Why Every Brand Wants to Be a Cult (But Most Just Start a Book Club)

By Mad Team on November 13, 2025

For years, brands have quietly fantasised about being cults. Not in a kool-aid, vanish-into-the-desert kind of way, but in that rare, aching desire to become indispensable. The kind of loyalty that prompts tattoos, handmade zines, and unsolicited fan fiction. Apple has it. Supreme weaponised it. And Red Bull faked it so well, they sent a man to space.

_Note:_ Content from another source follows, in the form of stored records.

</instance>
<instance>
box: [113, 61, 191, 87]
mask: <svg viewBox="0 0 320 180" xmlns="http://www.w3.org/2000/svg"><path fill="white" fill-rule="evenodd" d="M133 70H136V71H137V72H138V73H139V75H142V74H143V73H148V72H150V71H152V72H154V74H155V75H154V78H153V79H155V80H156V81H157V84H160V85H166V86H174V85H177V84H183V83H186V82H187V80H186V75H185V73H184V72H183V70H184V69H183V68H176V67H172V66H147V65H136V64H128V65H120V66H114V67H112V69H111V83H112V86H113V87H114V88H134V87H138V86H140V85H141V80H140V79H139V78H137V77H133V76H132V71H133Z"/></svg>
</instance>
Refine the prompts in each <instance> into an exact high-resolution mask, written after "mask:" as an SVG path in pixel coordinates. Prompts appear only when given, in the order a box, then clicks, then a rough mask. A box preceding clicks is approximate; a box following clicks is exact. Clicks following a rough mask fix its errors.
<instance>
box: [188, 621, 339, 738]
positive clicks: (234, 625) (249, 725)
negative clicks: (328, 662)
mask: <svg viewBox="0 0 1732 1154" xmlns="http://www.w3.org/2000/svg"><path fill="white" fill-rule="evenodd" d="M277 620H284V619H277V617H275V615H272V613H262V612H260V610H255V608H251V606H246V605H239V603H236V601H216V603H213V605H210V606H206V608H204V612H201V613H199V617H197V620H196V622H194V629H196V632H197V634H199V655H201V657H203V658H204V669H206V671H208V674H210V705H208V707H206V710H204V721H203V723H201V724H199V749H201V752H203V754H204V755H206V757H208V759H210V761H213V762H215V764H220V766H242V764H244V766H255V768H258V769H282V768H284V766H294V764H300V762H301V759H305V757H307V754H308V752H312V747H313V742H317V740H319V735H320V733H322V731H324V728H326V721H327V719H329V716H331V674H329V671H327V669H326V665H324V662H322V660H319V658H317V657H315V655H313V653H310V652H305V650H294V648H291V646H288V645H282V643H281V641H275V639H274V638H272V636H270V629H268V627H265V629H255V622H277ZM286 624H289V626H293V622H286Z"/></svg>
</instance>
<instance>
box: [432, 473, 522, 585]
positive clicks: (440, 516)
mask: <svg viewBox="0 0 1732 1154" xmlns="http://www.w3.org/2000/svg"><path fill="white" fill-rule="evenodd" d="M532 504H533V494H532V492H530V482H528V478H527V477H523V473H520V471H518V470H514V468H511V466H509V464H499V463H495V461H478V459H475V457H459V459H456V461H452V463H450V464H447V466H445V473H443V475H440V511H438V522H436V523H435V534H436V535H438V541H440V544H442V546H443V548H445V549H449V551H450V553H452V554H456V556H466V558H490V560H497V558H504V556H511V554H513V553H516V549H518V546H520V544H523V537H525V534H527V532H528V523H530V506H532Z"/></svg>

But here’s the truth: most brands end up with something soft and intellectually flattering instead. They start content hubs. They host community panels. They float ideas like “Our customers are co-creators.” This isn't cult energy. This is an earnest book club. Which is fine, if you're recommending Margaret Atwood. Less impressive if you're selling shoes.

The trick, oddly, sits in the friction. Cults aren’t polite. They require initiation, in-jokes, even a code of dress and language. Most brands are so terrified of alienating anyone that they become nothing to everyone. The ones who win lean in to the weird. They don’t follow trends—they become the setting for them. Think Glossier before the investors got sweaty. Think Liquid Death, whose entire strategy rests on selling water with the energy of a metal band.

So next time a brand says it wants a community, ask what they’re willing to give up for it. Are they brave enough to be misunderstood? To repel the wrong audience? Or are they just handing out bookmarks and hoping someone notices?